WristMimic : contrôle corps entier de l'humanoïde par manipulation guidée au poignet

Publié en juillet 2026 sur arXiv, WristMimic est un framework de contrôle corps entier pour robots humanoïdes qui transfère des démonstrations humaines de manipulation vers une simulation physique. Plutôt que de suivre intégralement la pose de la main, la méthode sépare le corps et le poignet, guidés cinématiquement, des doigts, qui apprennent leurs gestes de préhension à partir du suivi de l'objet et du résultat des contacts. Le poignet sert de charnière entre les deux régimes : peu soumis aux forces de contact, il reste suivable fidèlement tout en plaçant la main dans une configuration de prise atteignable. Des contraintes de réinitialisation et une priorisation des récompenses au poignet fiabilisent ce positionnement ; les auteurs annoncent des performances égales ou supérieures aux méthodes à supervision complète des doigts, avec un retargeting indépendant de la morphologie de la main.

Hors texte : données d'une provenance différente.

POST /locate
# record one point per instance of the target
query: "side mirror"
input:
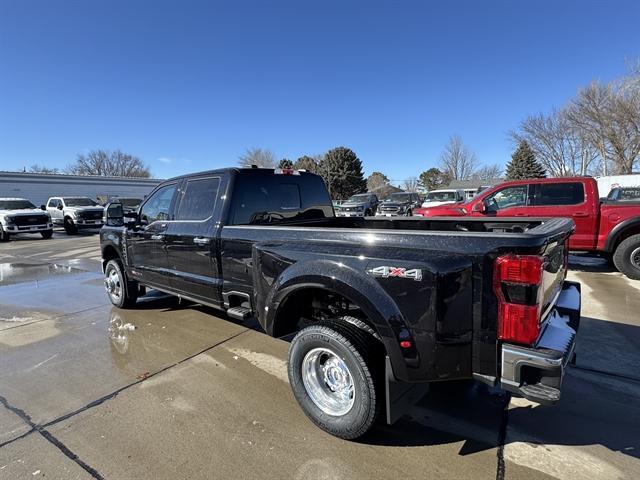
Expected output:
(115, 215)
(480, 207)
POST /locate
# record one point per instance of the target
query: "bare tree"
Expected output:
(260, 157)
(35, 168)
(410, 184)
(109, 164)
(561, 148)
(608, 116)
(488, 172)
(457, 160)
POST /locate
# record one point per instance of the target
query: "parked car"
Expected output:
(379, 307)
(611, 229)
(624, 194)
(18, 215)
(361, 205)
(400, 203)
(129, 205)
(74, 213)
(442, 197)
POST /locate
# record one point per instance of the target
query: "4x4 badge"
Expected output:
(400, 272)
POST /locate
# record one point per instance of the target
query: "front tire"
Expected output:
(335, 374)
(121, 292)
(626, 258)
(70, 227)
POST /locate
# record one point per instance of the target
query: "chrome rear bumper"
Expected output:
(536, 373)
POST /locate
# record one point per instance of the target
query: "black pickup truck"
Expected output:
(379, 307)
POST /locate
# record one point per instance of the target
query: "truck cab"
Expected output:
(75, 213)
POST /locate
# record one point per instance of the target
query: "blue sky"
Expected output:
(189, 85)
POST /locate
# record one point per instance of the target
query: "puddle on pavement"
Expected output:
(12, 273)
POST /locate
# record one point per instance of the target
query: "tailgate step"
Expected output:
(542, 394)
(240, 313)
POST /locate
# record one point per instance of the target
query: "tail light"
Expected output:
(516, 283)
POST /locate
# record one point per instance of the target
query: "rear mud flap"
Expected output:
(400, 396)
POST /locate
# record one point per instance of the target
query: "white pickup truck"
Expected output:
(75, 213)
(18, 215)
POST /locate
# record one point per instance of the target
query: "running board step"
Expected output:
(240, 313)
(542, 394)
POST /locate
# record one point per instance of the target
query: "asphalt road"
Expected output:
(175, 391)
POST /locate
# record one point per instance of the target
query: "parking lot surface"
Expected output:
(175, 390)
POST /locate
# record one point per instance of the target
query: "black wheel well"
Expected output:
(626, 233)
(109, 253)
(307, 306)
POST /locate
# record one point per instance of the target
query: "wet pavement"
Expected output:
(174, 391)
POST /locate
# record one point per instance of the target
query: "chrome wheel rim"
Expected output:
(328, 381)
(113, 284)
(635, 258)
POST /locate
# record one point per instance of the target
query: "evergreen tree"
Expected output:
(341, 170)
(523, 164)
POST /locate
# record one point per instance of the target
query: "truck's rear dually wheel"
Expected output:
(627, 257)
(335, 377)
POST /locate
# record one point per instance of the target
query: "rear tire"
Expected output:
(627, 257)
(335, 371)
(70, 227)
(122, 292)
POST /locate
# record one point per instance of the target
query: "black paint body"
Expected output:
(450, 314)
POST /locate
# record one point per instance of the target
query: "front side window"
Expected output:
(16, 205)
(79, 202)
(508, 197)
(158, 206)
(570, 193)
(199, 199)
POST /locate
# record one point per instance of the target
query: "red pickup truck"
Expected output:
(611, 229)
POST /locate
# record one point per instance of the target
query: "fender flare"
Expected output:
(352, 284)
(617, 231)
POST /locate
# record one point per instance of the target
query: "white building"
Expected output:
(38, 187)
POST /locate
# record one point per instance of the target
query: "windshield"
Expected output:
(15, 204)
(129, 202)
(359, 198)
(441, 197)
(80, 202)
(399, 197)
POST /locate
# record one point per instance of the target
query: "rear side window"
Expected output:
(199, 199)
(570, 193)
(271, 199)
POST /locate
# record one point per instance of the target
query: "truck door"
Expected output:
(568, 199)
(53, 208)
(512, 201)
(147, 243)
(191, 240)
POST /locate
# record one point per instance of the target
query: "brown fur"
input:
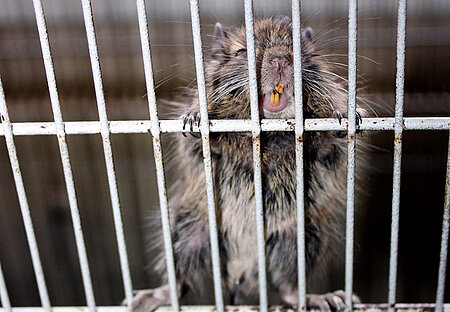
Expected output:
(324, 162)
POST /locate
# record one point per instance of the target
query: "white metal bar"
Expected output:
(4, 298)
(105, 132)
(415, 307)
(299, 130)
(25, 209)
(256, 133)
(351, 140)
(444, 240)
(398, 130)
(157, 152)
(204, 129)
(64, 151)
(235, 125)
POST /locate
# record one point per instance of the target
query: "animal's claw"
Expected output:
(337, 114)
(191, 119)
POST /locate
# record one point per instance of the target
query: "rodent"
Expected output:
(324, 171)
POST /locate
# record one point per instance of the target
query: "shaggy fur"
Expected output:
(324, 170)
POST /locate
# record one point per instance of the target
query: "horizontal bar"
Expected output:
(357, 307)
(236, 125)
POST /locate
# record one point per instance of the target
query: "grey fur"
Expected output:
(324, 163)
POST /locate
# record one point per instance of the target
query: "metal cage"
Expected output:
(106, 128)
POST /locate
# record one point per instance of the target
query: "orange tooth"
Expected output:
(279, 87)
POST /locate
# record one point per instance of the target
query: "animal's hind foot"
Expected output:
(334, 301)
(147, 300)
(191, 119)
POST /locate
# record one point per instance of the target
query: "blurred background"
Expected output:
(23, 77)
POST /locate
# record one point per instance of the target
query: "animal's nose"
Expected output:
(278, 62)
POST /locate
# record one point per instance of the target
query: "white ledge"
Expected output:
(144, 126)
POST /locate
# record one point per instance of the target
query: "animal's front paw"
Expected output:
(191, 119)
(148, 300)
(329, 302)
(337, 114)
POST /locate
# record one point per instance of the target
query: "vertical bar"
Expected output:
(64, 151)
(105, 132)
(157, 151)
(25, 209)
(4, 298)
(256, 133)
(351, 141)
(444, 240)
(398, 130)
(204, 129)
(299, 128)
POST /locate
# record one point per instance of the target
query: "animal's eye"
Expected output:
(240, 51)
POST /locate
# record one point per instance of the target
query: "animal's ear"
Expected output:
(307, 34)
(218, 44)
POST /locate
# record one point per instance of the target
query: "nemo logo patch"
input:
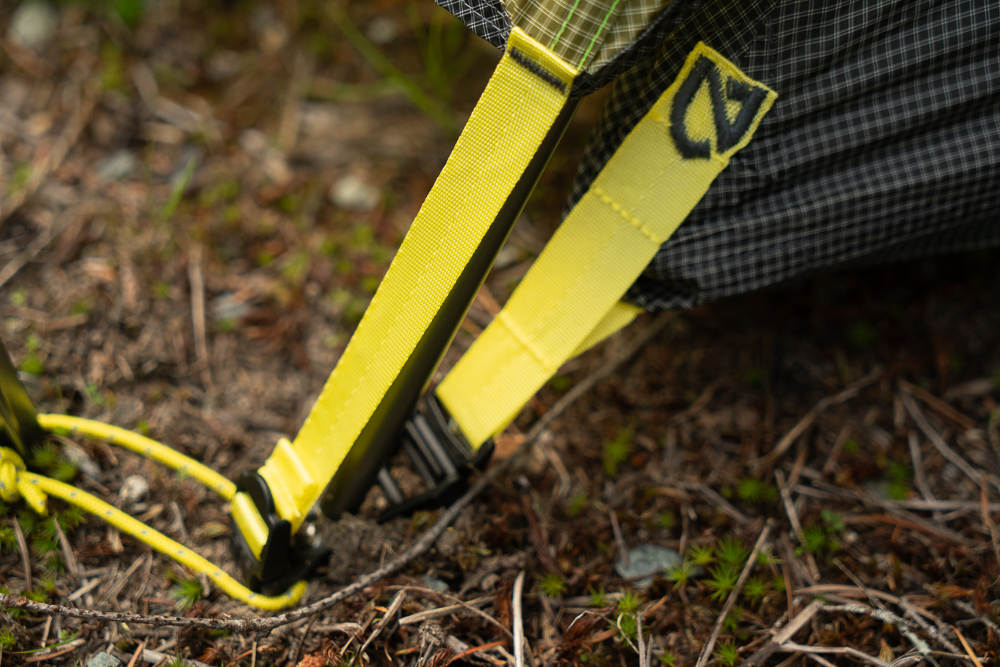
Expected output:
(714, 107)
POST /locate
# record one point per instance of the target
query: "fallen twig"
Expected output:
(833, 650)
(818, 409)
(784, 635)
(936, 439)
(518, 621)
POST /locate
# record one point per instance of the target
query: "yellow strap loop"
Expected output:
(76, 426)
(524, 97)
(17, 482)
(570, 297)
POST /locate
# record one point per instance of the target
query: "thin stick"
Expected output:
(394, 606)
(966, 646)
(833, 650)
(784, 635)
(706, 652)
(919, 477)
(135, 656)
(518, 621)
(22, 545)
(88, 93)
(850, 392)
(197, 282)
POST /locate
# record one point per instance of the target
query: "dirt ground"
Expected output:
(197, 200)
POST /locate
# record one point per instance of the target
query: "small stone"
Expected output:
(647, 560)
(118, 166)
(33, 24)
(434, 584)
(104, 659)
(133, 489)
(229, 306)
(353, 193)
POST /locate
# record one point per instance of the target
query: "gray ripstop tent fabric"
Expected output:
(884, 142)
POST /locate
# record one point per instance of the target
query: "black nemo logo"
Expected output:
(728, 134)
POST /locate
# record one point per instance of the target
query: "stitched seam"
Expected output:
(625, 215)
(536, 69)
(504, 318)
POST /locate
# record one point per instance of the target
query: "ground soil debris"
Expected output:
(197, 201)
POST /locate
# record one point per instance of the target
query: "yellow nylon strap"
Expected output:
(525, 95)
(570, 297)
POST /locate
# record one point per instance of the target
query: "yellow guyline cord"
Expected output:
(528, 90)
(570, 297)
(16, 482)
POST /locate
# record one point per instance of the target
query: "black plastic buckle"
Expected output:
(284, 559)
(444, 459)
(19, 427)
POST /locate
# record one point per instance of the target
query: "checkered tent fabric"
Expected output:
(884, 142)
(589, 34)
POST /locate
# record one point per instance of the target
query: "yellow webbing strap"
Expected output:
(570, 297)
(523, 99)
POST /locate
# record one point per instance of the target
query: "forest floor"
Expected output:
(197, 201)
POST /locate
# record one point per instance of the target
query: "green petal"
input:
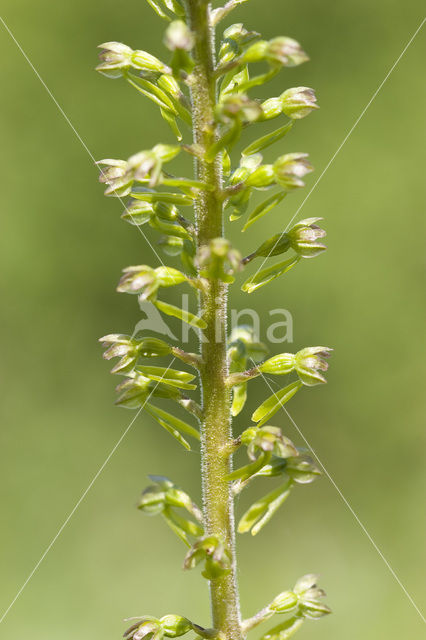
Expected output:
(176, 312)
(272, 404)
(267, 275)
(264, 208)
(266, 141)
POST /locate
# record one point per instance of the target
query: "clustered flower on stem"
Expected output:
(218, 105)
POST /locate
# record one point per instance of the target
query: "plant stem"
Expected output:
(216, 425)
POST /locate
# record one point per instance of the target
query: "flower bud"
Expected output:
(115, 176)
(217, 558)
(139, 279)
(313, 609)
(152, 500)
(284, 602)
(114, 57)
(263, 176)
(298, 102)
(290, 169)
(146, 62)
(138, 212)
(267, 439)
(146, 626)
(240, 107)
(304, 238)
(282, 364)
(174, 626)
(271, 108)
(285, 51)
(256, 52)
(236, 38)
(280, 243)
(309, 362)
(302, 469)
(178, 36)
(218, 260)
(169, 277)
(135, 390)
(171, 245)
(123, 347)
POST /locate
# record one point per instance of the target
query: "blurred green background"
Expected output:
(62, 248)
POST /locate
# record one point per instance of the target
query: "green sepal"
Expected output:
(263, 208)
(169, 277)
(158, 10)
(175, 423)
(259, 80)
(169, 376)
(171, 121)
(162, 196)
(284, 630)
(154, 93)
(267, 275)
(176, 312)
(259, 514)
(272, 404)
(175, 626)
(266, 141)
(239, 397)
(168, 228)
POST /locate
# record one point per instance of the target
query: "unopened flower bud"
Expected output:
(115, 57)
(302, 469)
(123, 347)
(144, 61)
(290, 169)
(284, 602)
(174, 626)
(256, 52)
(115, 176)
(280, 364)
(152, 500)
(171, 245)
(275, 246)
(138, 212)
(139, 279)
(217, 558)
(285, 51)
(309, 362)
(238, 107)
(304, 238)
(271, 108)
(263, 176)
(146, 626)
(178, 36)
(268, 439)
(298, 102)
(236, 37)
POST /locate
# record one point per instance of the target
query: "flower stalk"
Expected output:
(207, 88)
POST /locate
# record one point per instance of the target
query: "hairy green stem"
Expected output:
(216, 424)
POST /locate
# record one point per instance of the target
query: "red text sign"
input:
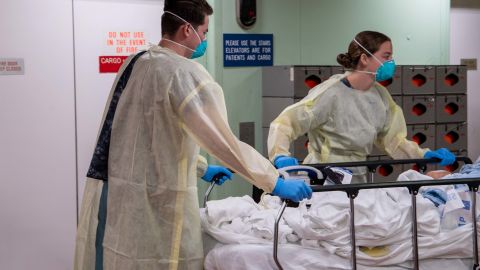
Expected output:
(111, 64)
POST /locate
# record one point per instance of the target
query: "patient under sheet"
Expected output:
(382, 224)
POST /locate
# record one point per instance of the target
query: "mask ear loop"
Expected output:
(365, 49)
(198, 36)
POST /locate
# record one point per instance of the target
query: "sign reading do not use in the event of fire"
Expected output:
(247, 50)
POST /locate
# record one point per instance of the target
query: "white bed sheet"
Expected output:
(259, 257)
(240, 233)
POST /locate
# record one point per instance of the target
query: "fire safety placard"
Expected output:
(111, 64)
(12, 66)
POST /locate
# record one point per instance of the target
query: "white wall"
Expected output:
(37, 137)
(464, 43)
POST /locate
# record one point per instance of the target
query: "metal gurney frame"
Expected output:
(413, 187)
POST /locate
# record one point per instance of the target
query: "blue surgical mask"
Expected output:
(201, 47)
(385, 71)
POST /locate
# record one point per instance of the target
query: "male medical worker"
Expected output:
(140, 207)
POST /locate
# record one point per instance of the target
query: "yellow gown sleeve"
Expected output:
(202, 165)
(393, 139)
(204, 118)
(297, 119)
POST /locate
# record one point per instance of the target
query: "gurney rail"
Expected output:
(352, 191)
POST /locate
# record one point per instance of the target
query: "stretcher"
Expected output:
(352, 191)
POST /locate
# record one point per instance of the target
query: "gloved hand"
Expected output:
(295, 190)
(222, 173)
(284, 161)
(437, 196)
(446, 157)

Le problème ciblé est connu en contrôle humanoïde : une trajectoire de main en position seule ne renseigne pas les forces de contact nécessaires à une prise réussie, et imposer un suivi complet des doigts tend à surcontraindre des comportements qui doivent rester riches en contacts, ce qui fragilise la manipulation fine. En découplant mouvement libre et manipulation, WristMimic s'inscrit dans la recherche sur l'imitation à grande échelle pour l'IA incarnée, sans dépendre d'une capture de main parfaite. Pour l'industrie, l'argument concret est qu'une approche agnostique à la morphologie de la main pourrait réduire le travail d'adaptation quand un intégrateur change de main dextérisée, un problème récurrent tant les architectures varient d'un fabricant humanoïde à l'autre. Ce travail s'inscrit dans la lignée des méthodes de contrôle guidé par la cinématique humaine pour humanoïdes, qui cherchent depuis deux ans à rapprocher téléopération et apprentissage par renforcement. L'abstract ne mentionne aucun déploiement sur robot réel ni partenariat industriel : il s'agit pour l'instant d'une validation en simulation, une contribution de recherche plutôt qu'un produit. Les suites logiques seraient une validation sur plateforme humanoïde physique et une comparaison avec les pipelines de téléopération des acteurs du secteur, qu'il s'agisse des humanoïdes commerciaux ou des modèles VLA généralistes comme Pi-0 ou GR00T N2.